Ten days ago, Linton Weeks posted a provocative piece on the NPR.org blog page that generated much huffing and puffing in the blogosphere about the sidebar on funny trade association names, yet few comments from association execs on Weeks' headlined question: Time for Associations to Trade in Their Past?
Weeks cites futurist Jim Carroll, author of Ready, Set, Done: How to Innovate When Faster is the New Fast, to make the argument. "In 2010 Carroll wrote that many of the trade groups 'remain stuck in a rut of complacency,' they:
- deliver the same old program.
- focus on the same old issues, generate the same old knowledge, plan the same old conference, and have their agenda managed by the same old membership has-beens.
- bemoan the fact that membership is declining; that the Millennials seem to have little time or inclination to join them; and that the world is just becoming, well, too complex to deal with."
"'So they form a committee, hire a consultant, study the issue, and lull themselves into a false sense of future-security.
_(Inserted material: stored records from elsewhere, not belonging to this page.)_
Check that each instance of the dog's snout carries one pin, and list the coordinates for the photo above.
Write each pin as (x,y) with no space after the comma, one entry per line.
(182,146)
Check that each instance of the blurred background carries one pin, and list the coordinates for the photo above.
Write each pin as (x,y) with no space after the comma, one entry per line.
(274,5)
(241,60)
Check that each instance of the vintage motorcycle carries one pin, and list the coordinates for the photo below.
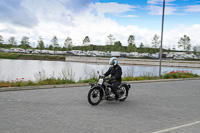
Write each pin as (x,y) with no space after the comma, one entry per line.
(102,91)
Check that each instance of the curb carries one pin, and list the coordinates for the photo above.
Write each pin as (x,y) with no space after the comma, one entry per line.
(4,89)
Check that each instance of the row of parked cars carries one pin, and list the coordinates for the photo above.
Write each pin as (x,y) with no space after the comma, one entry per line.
(35,51)
(170,55)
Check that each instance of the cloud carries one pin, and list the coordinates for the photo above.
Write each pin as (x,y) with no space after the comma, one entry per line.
(112,8)
(192,8)
(13,12)
(159,1)
(76,5)
(157,10)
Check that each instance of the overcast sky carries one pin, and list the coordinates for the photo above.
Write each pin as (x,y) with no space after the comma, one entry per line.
(99,18)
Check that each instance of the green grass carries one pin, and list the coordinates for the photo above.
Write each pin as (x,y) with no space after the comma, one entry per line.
(30,56)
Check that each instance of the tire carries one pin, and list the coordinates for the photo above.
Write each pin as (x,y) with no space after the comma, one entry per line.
(123,92)
(94,96)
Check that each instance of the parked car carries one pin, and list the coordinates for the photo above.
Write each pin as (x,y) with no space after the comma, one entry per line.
(179,57)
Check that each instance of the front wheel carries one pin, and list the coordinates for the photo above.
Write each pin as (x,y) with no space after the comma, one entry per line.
(94,96)
(123,92)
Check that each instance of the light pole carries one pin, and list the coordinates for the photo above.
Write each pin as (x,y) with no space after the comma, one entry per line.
(163,14)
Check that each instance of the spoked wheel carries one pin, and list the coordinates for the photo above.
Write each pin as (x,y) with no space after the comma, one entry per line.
(94,96)
(123,92)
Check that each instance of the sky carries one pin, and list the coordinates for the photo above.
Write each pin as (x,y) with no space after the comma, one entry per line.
(99,18)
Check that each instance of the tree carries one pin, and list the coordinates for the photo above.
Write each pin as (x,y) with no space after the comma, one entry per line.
(184,42)
(25,42)
(12,41)
(131,40)
(1,39)
(155,41)
(54,43)
(41,43)
(195,50)
(117,46)
(68,43)
(110,40)
(86,40)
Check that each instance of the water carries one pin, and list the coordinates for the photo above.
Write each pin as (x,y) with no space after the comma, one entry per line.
(28,69)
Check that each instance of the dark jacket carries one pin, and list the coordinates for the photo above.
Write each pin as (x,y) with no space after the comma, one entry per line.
(116,72)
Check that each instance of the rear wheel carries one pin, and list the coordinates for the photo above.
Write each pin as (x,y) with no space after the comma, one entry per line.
(94,96)
(123,92)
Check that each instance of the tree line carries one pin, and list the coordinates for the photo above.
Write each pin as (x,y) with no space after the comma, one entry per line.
(111,44)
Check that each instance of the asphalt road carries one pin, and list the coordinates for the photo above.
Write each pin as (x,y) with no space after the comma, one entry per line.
(157,107)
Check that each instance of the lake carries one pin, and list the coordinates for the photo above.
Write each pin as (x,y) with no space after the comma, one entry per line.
(29,69)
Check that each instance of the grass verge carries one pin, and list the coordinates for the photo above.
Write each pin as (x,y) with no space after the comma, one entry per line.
(55,81)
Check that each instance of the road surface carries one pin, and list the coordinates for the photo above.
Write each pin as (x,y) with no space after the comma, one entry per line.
(157,107)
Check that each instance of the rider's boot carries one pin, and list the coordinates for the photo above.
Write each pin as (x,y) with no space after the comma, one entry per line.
(116,97)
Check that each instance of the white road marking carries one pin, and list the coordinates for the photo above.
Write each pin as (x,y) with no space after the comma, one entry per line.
(177,127)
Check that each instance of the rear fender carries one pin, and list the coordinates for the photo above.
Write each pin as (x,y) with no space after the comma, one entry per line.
(125,84)
(102,92)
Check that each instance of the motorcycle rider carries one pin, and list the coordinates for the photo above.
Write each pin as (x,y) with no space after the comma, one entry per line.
(116,72)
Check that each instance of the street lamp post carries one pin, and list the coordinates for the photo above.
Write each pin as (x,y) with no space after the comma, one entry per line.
(163,14)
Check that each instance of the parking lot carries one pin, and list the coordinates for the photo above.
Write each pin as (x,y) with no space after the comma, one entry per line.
(156,107)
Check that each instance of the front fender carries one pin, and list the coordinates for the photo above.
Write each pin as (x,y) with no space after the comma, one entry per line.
(102,92)
(126,84)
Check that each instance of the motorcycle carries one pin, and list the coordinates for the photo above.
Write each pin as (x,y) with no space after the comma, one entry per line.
(102,91)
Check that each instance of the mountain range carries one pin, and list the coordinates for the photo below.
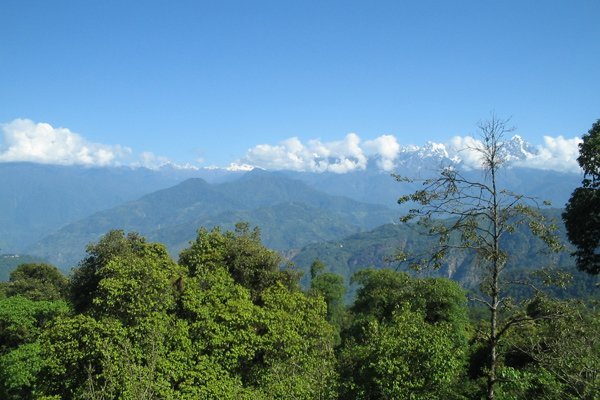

By doing so, they are almost guaranteeing themselves a march into oblivion.'"
"If an association 'doesn't evolve at the same pace,' Carroll says today, 'or doesn't keep up, or doesn't define the future, it risks becoming obsolete.'"
Fair enough. John Graham then makes the case for relevancy, noting the formation of new trade groups lobbying for emerging industries. Weeks agrees: "... Washington without associations would be like New York without hipsters or Los Angeles without starlets."
As a grab from my Associations 2030 essay is included, I wanted to add a comment, but that option is now closed. I missed the wave, vegging out in the Tuscan countryside that week. So thanks to Rhea Blanken BTW for forwarding the link to me!